I propose a public trial, lets put the consumers and the corporations and the culture and capitalism on the stand and find out who, if anyone, is guilty? I saw a tutorial on TV about how parents should break it to their spoiled little brats that there wasn't going to be as much crap under the tree this year, what with the global economic meltdown and all.
"But Mom, can't you just work a little more overtime?"
"I would Billy, but they just cut back my hours and I had to stampede an old man to death just to get this plastic AK47 on sale."
"Geez Mom, that really sucks!"
"We'll get you the grenade launcher for your birthday, by then everything should be back to normal."
I'm still trying to get a handel on the bailout. Today I read the total is up to 7.4 TRILLION (including loans, guarantees,etc) but another pundit threw out eight and a half. Not that I'm going to quibble over a measly trillion but remember when "Iraqi oil" was going to pay for the whole invasion/occupation? By the way, thats $24,ooo for every man, woman and child in the greatest country in the world (GCITW) . Not sure if fetus' qualify.
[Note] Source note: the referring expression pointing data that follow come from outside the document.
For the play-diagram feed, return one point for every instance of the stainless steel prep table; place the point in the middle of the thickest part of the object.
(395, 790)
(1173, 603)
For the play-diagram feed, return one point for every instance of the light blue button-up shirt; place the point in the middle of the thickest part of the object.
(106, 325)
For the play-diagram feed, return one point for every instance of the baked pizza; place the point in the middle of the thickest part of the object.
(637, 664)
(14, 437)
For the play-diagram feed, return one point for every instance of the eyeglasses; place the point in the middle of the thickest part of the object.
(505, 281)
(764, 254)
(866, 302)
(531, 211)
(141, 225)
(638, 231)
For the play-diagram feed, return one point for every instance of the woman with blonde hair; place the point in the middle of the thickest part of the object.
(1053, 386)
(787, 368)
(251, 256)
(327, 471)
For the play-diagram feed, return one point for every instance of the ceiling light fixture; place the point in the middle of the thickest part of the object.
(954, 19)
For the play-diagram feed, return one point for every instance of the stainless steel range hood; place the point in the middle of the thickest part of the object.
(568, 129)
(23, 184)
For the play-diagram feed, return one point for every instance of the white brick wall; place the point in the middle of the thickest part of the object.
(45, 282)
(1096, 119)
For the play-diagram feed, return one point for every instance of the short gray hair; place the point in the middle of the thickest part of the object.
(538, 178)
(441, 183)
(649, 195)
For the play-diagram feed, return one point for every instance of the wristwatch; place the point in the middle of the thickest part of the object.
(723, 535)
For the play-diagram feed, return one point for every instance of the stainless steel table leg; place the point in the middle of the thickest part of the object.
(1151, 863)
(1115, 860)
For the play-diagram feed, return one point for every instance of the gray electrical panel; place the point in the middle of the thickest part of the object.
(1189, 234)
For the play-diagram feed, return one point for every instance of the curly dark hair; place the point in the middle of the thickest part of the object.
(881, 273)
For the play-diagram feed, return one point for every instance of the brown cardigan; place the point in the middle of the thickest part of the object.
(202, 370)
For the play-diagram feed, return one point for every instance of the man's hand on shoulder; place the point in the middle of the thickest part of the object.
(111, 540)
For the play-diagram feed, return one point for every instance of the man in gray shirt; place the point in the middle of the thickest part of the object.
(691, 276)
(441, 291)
Anyway, it doesn't SEEM like the shock doctrine, I mean ,they aren't imposing neoliberal structural adjustments on anybody, they are simply emptying the coffers and throwing it down what appears to be a black hole? Help me out here CB, anybody? Will somebody be paying this back? Is somebody getting rich?
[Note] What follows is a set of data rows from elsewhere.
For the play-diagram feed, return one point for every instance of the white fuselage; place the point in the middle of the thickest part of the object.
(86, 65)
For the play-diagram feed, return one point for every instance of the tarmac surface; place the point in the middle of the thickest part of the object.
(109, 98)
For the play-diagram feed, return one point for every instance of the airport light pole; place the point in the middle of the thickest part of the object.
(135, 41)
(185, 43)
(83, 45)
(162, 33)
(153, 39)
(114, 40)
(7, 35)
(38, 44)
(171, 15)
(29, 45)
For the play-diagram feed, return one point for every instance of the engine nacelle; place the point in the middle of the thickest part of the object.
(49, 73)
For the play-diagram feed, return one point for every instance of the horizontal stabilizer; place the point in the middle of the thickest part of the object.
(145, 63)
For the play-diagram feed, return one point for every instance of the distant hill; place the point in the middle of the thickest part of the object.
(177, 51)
Per our last discussion on the nature of capitalism,(and all that other cool stuff, libertarianism, Austria etc) I came across an interesting piece by Michel Aglietta (University of ParisX) , following Ferdinand Braudel, he makes a point which might help explain why we have at times been speaking at cross purposes. He writes:
"1. Since its emergence in W Europe, capitalism has always been both global and embedded in particular, endlessly differentiated social structures.
2. A market economy and capitalism are linked but are not identical. The market paradigm is one of exchange among equals; it can be formalized as competitive equilibrium. Capitalism is a force of accumulation. It is not self-regulating and does not converge to any ideal model. Inequality is its essence."
Struggling with model vs reality or theory vs history we have been treating the two, capitalism and market economies as identical. In capitalism, unlike markets, money is a public good and labor is not reducible to a commodity. When he says "embedded in social structures" I'm thinking state, government, civil society so that the difference between capitalism and mercantilism becomes one of degrees, it is quantitative rather than qualitative. Market theory is all that mathematical formulation we see on blackboards with its signs and symbols. Actual capitalism is the Mad Max rollercoaster of recent history.